The journey was all summed in the last chapter of the book as his grandmother, Zeituni, shared an extensive story in answer to Barack’s questions about the roots and background of the Obama family. The story is a settling of sorts for Barack and could probably be seen as the final step of closure needed in a life that had been haunted by his father’s ghost. In all, these words encapsulate the ending of this portion of his life:
‘For a long time I sat between the two graves [of his grandfather and father] and wept. When my tears were finally spent, I felt a calmness wash over me. I felt the circle finally close. I realized that who I was, what I cared about, was no longer just a matter of intellect or obligation, no longer a construct of words. I saw that my life in America – the black life, the white life, the sense of abandonment I’d felt as a boy, the frustration and hope I’d witnessed in Chicago – all of it was connected with this small plot of earth an ocean away, connected by more than the accident of a name or the color of my skin. The pain I felt was my father’s pain. My questions were my brother’s questions. Their struggle, my birthright.’

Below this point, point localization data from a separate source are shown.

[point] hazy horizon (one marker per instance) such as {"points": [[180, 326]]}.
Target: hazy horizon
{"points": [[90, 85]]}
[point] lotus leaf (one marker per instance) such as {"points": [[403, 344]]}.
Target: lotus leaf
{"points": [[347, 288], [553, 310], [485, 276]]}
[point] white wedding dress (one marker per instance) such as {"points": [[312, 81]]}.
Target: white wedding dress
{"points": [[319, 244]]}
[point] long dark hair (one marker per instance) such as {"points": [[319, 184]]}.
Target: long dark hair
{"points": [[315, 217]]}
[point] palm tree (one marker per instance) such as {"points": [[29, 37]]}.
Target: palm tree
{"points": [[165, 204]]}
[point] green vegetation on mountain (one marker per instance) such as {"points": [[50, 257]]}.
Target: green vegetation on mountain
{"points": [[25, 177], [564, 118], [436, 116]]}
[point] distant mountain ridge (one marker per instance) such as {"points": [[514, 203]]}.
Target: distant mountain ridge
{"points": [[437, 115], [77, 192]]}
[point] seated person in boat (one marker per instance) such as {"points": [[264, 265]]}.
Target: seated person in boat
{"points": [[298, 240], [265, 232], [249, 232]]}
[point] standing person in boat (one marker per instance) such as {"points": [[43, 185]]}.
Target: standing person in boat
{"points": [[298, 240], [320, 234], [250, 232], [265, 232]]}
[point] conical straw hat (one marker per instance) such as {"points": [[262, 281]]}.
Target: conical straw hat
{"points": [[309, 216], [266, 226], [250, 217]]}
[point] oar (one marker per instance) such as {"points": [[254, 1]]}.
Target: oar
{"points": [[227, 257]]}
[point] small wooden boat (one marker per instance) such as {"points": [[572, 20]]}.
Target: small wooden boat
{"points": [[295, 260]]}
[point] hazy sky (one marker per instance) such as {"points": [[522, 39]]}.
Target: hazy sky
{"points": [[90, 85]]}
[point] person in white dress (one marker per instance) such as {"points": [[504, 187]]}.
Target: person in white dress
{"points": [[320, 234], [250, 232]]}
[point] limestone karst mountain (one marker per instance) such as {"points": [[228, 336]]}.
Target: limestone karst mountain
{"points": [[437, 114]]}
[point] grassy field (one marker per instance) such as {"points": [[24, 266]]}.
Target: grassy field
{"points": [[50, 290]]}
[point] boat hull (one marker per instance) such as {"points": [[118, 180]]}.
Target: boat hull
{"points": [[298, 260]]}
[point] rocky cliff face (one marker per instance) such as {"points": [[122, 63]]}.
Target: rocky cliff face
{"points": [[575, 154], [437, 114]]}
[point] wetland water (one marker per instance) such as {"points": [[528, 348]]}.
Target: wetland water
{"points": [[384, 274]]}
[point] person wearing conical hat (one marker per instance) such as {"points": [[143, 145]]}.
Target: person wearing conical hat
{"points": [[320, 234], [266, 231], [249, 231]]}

And the book concludes soon after these words above.
I’m not here to argue whether or not Barack Obama is best suited as the 44th President of the United States. Again, I’m not here to tell you whether he knows God or not. And I’m definitely not here to pick apart his particular policies and promises. I simply wanted to tell you of this book, summarise it for you, and, then, you can decide if it might be worthy picking up yourself.
It is true that there is somewhat of a no-holds barred nature to the book, with certain words and details not withheld in describing certain events and situations. Yet I am also aware that the picture painted leaves out some of the warts and blemishes, as I am sure all autobiographies would. But, overall, it gives really good insight into the background and early years of the man known as Barack Obama. And, we would do well to reminder that this book is not the full story of his life, since he has lived another 20+ years since the work was finished, and there has been no revised edition to date.
In the end, I do believe the book gives some solid insight into his life. One walks away with a little more understanding of a man who struggled growing up as half-white and half-black, not truly knowing his father, and having lived a life that spans right across the globe (don’t forget Indonesia). These words truly speak of Obama’s desire to understand the dreams of his father. I suppose I will learn a little more when I have time to pick up The Audacity of Hope.